On the path down the slope where the families of Pio, Pancrace, and Adalbert live is the house of Denise Nikuze, a twenty-year-old Hutu woman. Magnificent flowers bloom within the dilapidated walls of her courtyard. Together Denise and her sister, Jacqueline Dusabimana, are raising their children born of “love on the run, affairs that bring small advantages.”

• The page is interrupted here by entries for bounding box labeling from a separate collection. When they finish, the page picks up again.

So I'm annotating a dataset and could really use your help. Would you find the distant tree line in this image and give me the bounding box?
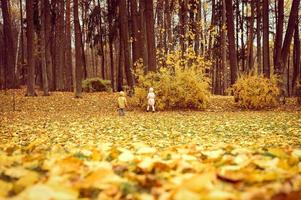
[0,0,301,96]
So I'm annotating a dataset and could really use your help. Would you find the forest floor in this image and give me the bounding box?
[0,90,301,200]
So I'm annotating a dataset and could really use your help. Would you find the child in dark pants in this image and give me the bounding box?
[118,91,127,116]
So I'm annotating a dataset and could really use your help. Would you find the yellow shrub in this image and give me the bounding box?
[134,48,210,110]
[231,75,280,109]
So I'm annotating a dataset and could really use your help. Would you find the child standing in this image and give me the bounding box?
[118,91,127,116]
[146,88,156,112]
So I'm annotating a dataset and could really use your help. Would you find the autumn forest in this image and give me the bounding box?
[0,0,301,200]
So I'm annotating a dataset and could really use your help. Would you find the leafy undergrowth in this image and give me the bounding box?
[0,90,301,200]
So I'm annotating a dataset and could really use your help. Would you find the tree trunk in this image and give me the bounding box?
[247,0,255,71]
[107,0,115,91]
[65,0,73,91]
[1,0,15,88]
[279,0,300,74]
[292,22,301,94]
[26,0,37,96]
[165,0,173,52]
[138,0,148,72]
[256,0,262,74]
[225,0,237,85]
[219,0,227,94]
[179,0,187,55]
[73,0,83,98]
[55,0,65,91]
[41,0,49,96]
[117,38,124,92]
[145,0,157,71]
[119,1,134,88]
[274,0,284,74]
[44,0,55,91]
[262,0,270,78]
[131,0,142,70]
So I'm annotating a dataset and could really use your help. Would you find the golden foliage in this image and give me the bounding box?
[231,75,280,109]
[0,90,301,200]
[134,48,210,110]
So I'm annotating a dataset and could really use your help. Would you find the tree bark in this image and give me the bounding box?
[247,0,256,71]
[41,0,49,96]
[262,0,270,78]
[107,0,115,91]
[225,0,237,85]
[44,0,55,91]
[292,22,301,94]
[55,0,65,91]
[131,0,142,65]
[218,0,227,94]
[73,0,83,98]
[65,0,73,91]
[279,0,300,74]
[256,0,262,74]
[119,0,134,88]
[1,0,15,88]
[145,0,157,71]
[179,0,187,56]
[274,0,284,74]
[117,38,124,92]
[138,0,148,72]
[26,0,37,96]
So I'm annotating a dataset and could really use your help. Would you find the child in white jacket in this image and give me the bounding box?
[146,88,156,112]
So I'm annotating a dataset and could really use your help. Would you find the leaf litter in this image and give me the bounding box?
[0,90,301,200]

In a faded T-shirt and skirt, Denise goes to her field at dawn. Wrapping her infant in a cloth, she places it in the shelter of an avocado tree and plies her hoe until midafternoon without anything to eat or drink. On Sundays she wears her lace-trimmed dress to church in Kibungo, occasionally walking a few hundred meters farther to the shops to buy soap or oil, but sometimes she prefers to walk the twenty-five kilometers to Nyamata, where she doesn’t feel so many eyes upon her.
Denise Nikuze is very sweet, hospitable, and intelligent. She offers us urwagwa and some pineapple from the marshes. At the mention of the killings she falls silent, except to say, “Terrible sickness came for my mother during that bad time. Death carried off papa amid a mystery of rumors. My three brothers were scattered during the confusions, perhaps to Congo, perhaps to a prison far away … somewhere I may never know about. Here I
meet only passing lovers who will never hold me with the arms of a real husband. No one threatens me anymore, but I hear no words of conciliation, either. From now on I see only silence to protect me from fear and the evil shadows that stalk our fields.”
Farther along the road, we meet Rose and Pancrace’s sister, Marthe, sitting on their doorsteps shelling beans or grinding sorghum. They are gracious, sometimes funny, as well as curious about a world they have vaguely heard about on the radio; they are eager for news from Rilima, but without turning hostile, they fall silent whenever mention is made of the bloodstained past.